As a result, database systems and many other applications try hard to avoid disk I/O and perform as much work in memory as possible. In fact, this method of disk-I/O avoidance is the primary reason 64-bit processors have become the norm in high-end servers--each application or database process can use hundreds of gigabytes of main memory to keep a local copy of its data. Even disk-array markers like market leaders EMC, Hitachi, and IBM are racing to increase their cache sizes as quickly as memory density and pricing allow--the more disk I/O that can be avoided, the better the system performs.
With all of this work to avoid storing and retrieving data on them, why do we still use disk drives? Because the 50-year-old design remains the fastest, most cost-effective way to store changeable data persistently. For most desktop applications and many departmental and low-end enterprise applications, there's enough performance headroom to last several years. Of course, solid-state disks (pure-memory devices that simulate disk drives) provide blazing I/O performance, but they remain too costly to purchase and manage for most customers. Unless a break-through occurs in persistent storage, current performance trends in commercial data centers will force frequently accessed data to continue moving into memory devices, leaving disks to be used for "fixed-content" or "archival" data storage and to hold backup copies of memory-resident data. (Sound familiar? That's just how disk vendors currently compare Serial ATA drives to higher-performing SCSI or Fibre Channel disks.)
A new kind of device that's much faster, denser, and less expensive per MB than the current 50-year old design is needed. Some of the notions being kicked around research labs include tiny surface-mount disk-arrays on a card; nano-electrical mechanical systems (NEMS), which are like micro-machines in silicon; and newer types of flash memory. No practical products appear to be near the horizon, but the need grows ever more dire.
But merely replacing disks with something faster won't be enough--it would only move the bottleneck to the storage network. Fibre Channel throughput has improved fourfold in the last ten years, but latency improvement hasn't kept pace. Even if it did, storage-network performance improvement would still be dwarfed by the thirteen-fold improvement pace of CPU performance over the same period.
The key to performance improvement remains one that database developers already understand well: keeping data that's most needed as electrically close to the CPU as possible. The current trend toward networked storage has obvious cost and manageability advantages, but it also further separates processing from storage--only to transfer huge amounts of it over the network in order to find the "important stuff" that should be cached in server memory. What if, instead, some of that processing was performed much closer to the storage media?
This is the central idea of the "smart disk." Also known as "data-centric computing," this is a model of storage where all of the application intelligence associated with a set of data is located on the storage controller directly attached to the disk containing that data. It has the added advantage of lengthening the time available for a good replacement for today's disk drive to be developed.

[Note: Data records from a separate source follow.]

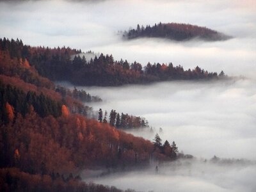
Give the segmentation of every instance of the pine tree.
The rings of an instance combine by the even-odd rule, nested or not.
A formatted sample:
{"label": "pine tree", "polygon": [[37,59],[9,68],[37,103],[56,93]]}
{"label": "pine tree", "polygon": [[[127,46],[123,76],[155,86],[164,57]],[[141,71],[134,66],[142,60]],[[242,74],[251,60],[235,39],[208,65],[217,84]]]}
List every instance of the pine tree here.
{"label": "pine tree", "polygon": [[162,147],[162,140],[160,138],[159,135],[157,133],[155,136],[155,138],[153,140],[153,142],[155,148],[157,147],[161,148]]}
{"label": "pine tree", "polygon": [[100,123],[102,123],[102,118],[103,118],[103,113],[102,113],[102,110],[101,109],[99,109],[98,115],[98,115],[98,120]]}
{"label": "pine tree", "polygon": [[116,112],[115,110],[112,109],[109,115],[109,124],[115,126],[115,122],[116,116]]}
{"label": "pine tree", "polygon": [[108,112],[107,112],[107,111],[105,111],[104,118],[103,120],[103,123],[104,124],[108,123],[107,116],[108,116]]}
{"label": "pine tree", "polygon": [[119,128],[120,127],[120,116],[119,113],[117,113],[116,120],[116,127]]}
{"label": "pine tree", "polygon": [[174,141],[173,141],[173,142],[172,142],[172,150],[173,152],[175,152],[175,153],[179,152],[178,147],[177,147],[176,143],[175,143],[175,142],[174,142]]}

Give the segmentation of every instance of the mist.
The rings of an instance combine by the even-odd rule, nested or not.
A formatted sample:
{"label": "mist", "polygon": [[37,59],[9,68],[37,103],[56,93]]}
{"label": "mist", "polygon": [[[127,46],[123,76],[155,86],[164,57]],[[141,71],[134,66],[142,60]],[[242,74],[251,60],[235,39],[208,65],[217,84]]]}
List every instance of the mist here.
{"label": "mist", "polygon": [[[232,161],[230,161],[232,162]],[[134,171],[85,179],[137,191],[255,191],[255,163],[221,163],[202,159],[182,160]]]}
{"label": "mist", "polygon": [[[205,26],[234,38],[186,42],[159,38],[124,41],[118,31],[155,23]],[[248,1],[0,1],[1,38],[32,46],[70,47],[112,54],[114,59],[172,62],[184,69],[245,76],[224,81],[172,81],[122,87],[77,87],[103,102],[95,110],[113,109],[143,116],[154,127],[128,132],[152,141],[175,141],[193,160],[147,170],[86,178],[142,191],[255,191],[256,185],[256,4]],[[67,86],[71,84],[65,84]],[[163,129],[159,132],[159,127]],[[221,164],[209,159],[246,159]],[[204,162],[205,159],[207,162]],[[248,163],[249,162],[249,163]]]}
{"label": "mist", "polygon": [[[254,1],[26,1],[0,2],[2,37],[34,46],[70,46],[112,54],[143,65],[172,62],[184,68],[255,78]],[[227,41],[175,42],[157,38],[124,41],[118,31],[140,25],[182,22],[234,36]]]}

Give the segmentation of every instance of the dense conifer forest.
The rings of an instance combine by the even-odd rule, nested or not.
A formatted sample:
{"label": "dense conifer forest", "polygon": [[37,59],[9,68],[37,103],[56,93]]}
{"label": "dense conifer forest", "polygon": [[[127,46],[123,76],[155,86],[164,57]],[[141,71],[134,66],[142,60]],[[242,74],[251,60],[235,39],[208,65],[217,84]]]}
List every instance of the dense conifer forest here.
{"label": "dense conifer forest", "polygon": [[[82,182],[79,170],[124,170],[177,157],[175,145],[168,141],[162,145],[157,136],[153,143],[116,129],[147,126],[144,118],[111,110],[109,123],[100,111],[99,121],[90,119],[92,109],[81,100],[99,97],[56,86],[41,76],[57,67],[60,71],[51,70],[51,77],[61,78],[67,72],[62,63],[73,68],[69,56],[77,52],[0,40],[0,191],[121,191]],[[107,58],[112,60],[102,55],[95,62]]]}
{"label": "dense conifer forest", "polygon": [[[143,67],[136,61],[129,63],[127,60],[115,61],[112,55],[105,56],[103,54],[86,61],[84,56],[80,57],[81,50],[65,47],[53,49],[33,47],[24,45],[22,40],[9,40],[5,38],[0,39],[0,49],[2,54],[8,52],[10,54],[3,58],[6,62],[19,58],[14,62],[17,65],[22,63],[24,67],[20,70],[10,68],[6,72],[8,75],[19,76],[25,82],[47,88],[52,84],[44,77],[52,81],[68,81],[76,85],[83,86],[120,86],[173,80],[212,80],[227,77],[223,71],[218,74],[198,66],[193,69],[184,70],[182,66],[175,67],[172,63],[148,63]],[[26,68],[28,63],[36,72],[28,70]],[[29,73],[31,73],[31,76]]]}

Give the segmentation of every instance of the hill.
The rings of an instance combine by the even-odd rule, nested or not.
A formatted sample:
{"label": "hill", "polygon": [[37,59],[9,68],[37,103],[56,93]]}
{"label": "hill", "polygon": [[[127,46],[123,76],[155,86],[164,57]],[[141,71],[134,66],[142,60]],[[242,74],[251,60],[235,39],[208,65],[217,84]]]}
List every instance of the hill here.
{"label": "hill", "polygon": [[137,26],[136,29],[132,29],[123,34],[124,38],[131,40],[138,38],[163,38],[175,41],[185,41],[194,38],[198,38],[205,41],[220,41],[226,40],[232,37],[218,31],[207,28],[200,27],[195,25],[179,24],[179,23],[166,23],[154,26]]}

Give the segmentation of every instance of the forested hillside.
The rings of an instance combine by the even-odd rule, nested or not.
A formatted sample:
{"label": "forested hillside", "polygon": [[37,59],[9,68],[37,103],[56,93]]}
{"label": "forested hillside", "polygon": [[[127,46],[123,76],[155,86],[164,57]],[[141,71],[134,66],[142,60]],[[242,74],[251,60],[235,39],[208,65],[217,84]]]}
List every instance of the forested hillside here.
{"label": "forested hillside", "polygon": [[123,36],[129,40],[141,37],[157,37],[175,41],[189,40],[195,38],[206,41],[220,41],[231,38],[205,27],[173,22],[166,24],[159,22],[152,27],[147,25],[145,28],[143,26],[140,27],[138,24],[136,29],[132,29],[124,33]]}
{"label": "forested hillside", "polygon": [[[115,61],[112,55],[103,54],[86,61],[84,57],[79,56],[81,51],[65,47],[32,47],[24,45],[19,40],[0,39],[0,49],[3,52],[10,53],[10,58],[4,57],[6,62],[19,57],[16,63],[22,62],[24,66],[29,63],[30,67],[38,71],[37,74],[26,68],[22,72],[9,70],[8,75],[19,76],[26,82],[46,87],[52,85],[49,80],[38,79],[42,78],[38,77],[38,74],[52,81],[68,81],[76,85],[86,86],[120,86],[172,80],[211,80],[226,77],[223,71],[218,74],[198,66],[194,69],[184,70],[182,66],[175,67],[172,63],[148,63],[143,67],[136,61],[129,63],[126,60]],[[74,55],[76,55],[74,60],[71,60]],[[32,76],[27,75],[29,72],[32,73]],[[28,76],[31,76],[31,79]],[[39,84],[39,82],[42,84]]]}
{"label": "forested hillside", "polygon": [[[113,122],[90,119],[89,108],[79,100],[87,93],[57,87],[37,71],[56,67],[44,63],[44,54],[50,60],[65,56],[72,62],[68,52],[76,51],[33,48],[18,40],[0,42],[0,191],[120,191],[81,182],[79,171],[125,170],[177,157],[170,145],[163,148],[115,128]],[[33,64],[39,56],[44,62]],[[64,72],[54,72],[54,78]]]}

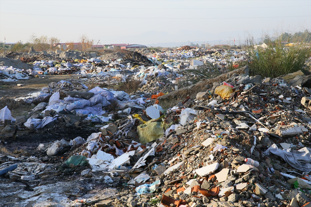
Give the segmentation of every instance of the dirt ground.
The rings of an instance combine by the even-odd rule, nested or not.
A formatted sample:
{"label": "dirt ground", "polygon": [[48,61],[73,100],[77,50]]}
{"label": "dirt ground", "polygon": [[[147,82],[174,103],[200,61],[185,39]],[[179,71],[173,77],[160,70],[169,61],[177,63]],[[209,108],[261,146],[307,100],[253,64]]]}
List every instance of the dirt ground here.
{"label": "dirt ground", "polygon": [[[16,98],[28,96],[27,94],[40,91],[44,87],[52,82],[70,79],[72,76],[69,75],[49,76],[44,78],[31,78],[27,80],[14,82],[0,83],[0,98],[6,97]],[[23,84],[17,86],[17,84]]]}

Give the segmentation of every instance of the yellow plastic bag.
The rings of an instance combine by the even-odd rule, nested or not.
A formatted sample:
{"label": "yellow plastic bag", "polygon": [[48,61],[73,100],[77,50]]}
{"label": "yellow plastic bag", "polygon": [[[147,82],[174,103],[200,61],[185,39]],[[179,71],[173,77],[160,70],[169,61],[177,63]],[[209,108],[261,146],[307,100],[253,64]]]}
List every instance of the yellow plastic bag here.
{"label": "yellow plastic bag", "polygon": [[137,132],[142,144],[145,144],[163,137],[163,122],[152,122],[153,120],[154,119],[148,121],[137,127]]}
{"label": "yellow plastic bag", "polygon": [[142,118],[141,118],[141,117],[140,116],[139,116],[139,114],[134,114],[133,115],[132,115],[135,118],[137,118],[137,119],[139,119],[140,121],[141,122],[142,122],[144,124],[145,124],[145,123],[146,123],[146,121],[144,121],[142,119]]}
{"label": "yellow plastic bag", "polygon": [[[159,119],[161,119],[160,117]],[[139,141],[142,144],[145,144],[155,140],[164,136],[164,130],[166,130],[173,123],[167,124],[165,122],[155,121],[152,119],[145,124],[137,127],[137,132]]]}
{"label": "yellow plastic bag", "polygon": [[233,90],[230,86],[224,85],[217,86],[215,89],[215,93],[220,96],[223,99],[229,99],[230,94],[233,92]]}

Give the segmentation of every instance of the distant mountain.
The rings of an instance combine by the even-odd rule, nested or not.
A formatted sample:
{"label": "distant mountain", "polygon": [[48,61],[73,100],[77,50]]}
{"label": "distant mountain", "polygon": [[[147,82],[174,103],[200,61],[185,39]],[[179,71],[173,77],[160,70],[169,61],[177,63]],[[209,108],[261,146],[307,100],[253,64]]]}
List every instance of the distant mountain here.
{"label": "distant mountain", "polygon": [[[233,44],[233,40],[234,39],[235,44],[238,45],[240,41],[241,43],[244,43],[244,36],[248,36],[247,33],[243,31],[217,33],[217,27],[216,26],[211,30],[211,32],[208,33],[200,30],[192,31],[187,29],[182,29],[177,31],[173,26],[171,28],[168,28],[167,31],[148,31],[127,36],[123,35],[122,33],[118,35],[108,33],[98,37],[102,44],[125,43],[147,46],[171,47],[179,47],[182,45],[188,45],[189,42],[194,44],[197,43],[200,45],[204,42],[208,42],[210,44],[218,44],[220,41],[221,44],[229,44],[229,37],[230,37],[231,44]],[[261,37],[262,32],[261,30],[251,31],[252,36],[255,39]]]}

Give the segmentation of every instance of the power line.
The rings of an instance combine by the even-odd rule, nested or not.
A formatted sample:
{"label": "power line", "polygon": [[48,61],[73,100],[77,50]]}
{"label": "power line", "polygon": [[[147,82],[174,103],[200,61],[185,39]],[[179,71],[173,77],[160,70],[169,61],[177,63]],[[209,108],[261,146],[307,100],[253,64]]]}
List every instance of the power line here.
{"label": "power line", "polygon": [[74,16],[71,15],[57,15],[53,14],[25,14],[23,13],[14,13],[9,12],[0,12],[1,14],[14,14],[24,15],[31,15],[33,16],[60,16],[70,17],[83,17],[87,18],[100,18],[106,19],[267,19],[269,18],[284,18],[286,17],[298,17],[311,16],[311,15],[304,15],[303,16],[262,16],[258,17],[219,17],[215,18],[173,18],[165,17],[118,17],[110,16]]}
{"label": "power line", "polygon": [[[0,2],[0,4],[14,4],[16,5],[26,5],[34,6],[42,6],[44,7],[59,7],[59,5],[43,5],[42,4],[16,4],[12,3],[2,3]],[[227,8],[137,8],[137,7],[79,7],[78,6],[62,6],[61,7],[75,7],[77,8],[98,8],[99,9],[256,9],[258,8],[280,8],[283,7],[309,7],[310,5],[302,5],[300,6],[281,6],[279,7],[227,7]]]}

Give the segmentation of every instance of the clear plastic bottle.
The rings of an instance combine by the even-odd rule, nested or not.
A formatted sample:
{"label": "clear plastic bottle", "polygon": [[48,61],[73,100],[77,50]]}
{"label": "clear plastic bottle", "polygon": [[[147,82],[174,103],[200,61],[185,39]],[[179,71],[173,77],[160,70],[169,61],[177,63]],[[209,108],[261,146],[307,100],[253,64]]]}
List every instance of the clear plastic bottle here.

A good first step in this direction is to off-load just a subset of functions from the main server--things like the detailed device control that has already been off-loaded to HBAs and NICs; transport-level protocols such as TCP/IP, iSCSI, and others are also heading in the same direction.
The more radical end goal advocated by some researchers is to move entire applications to the device controllers, using higher-level protocols such as CORBA, COM , Web Services/SOAP, RMI, or something else from the alphabet soup of distributed-programming acronyms to wire everything together. In effect, it's a more-extreme form of scale-out clustering.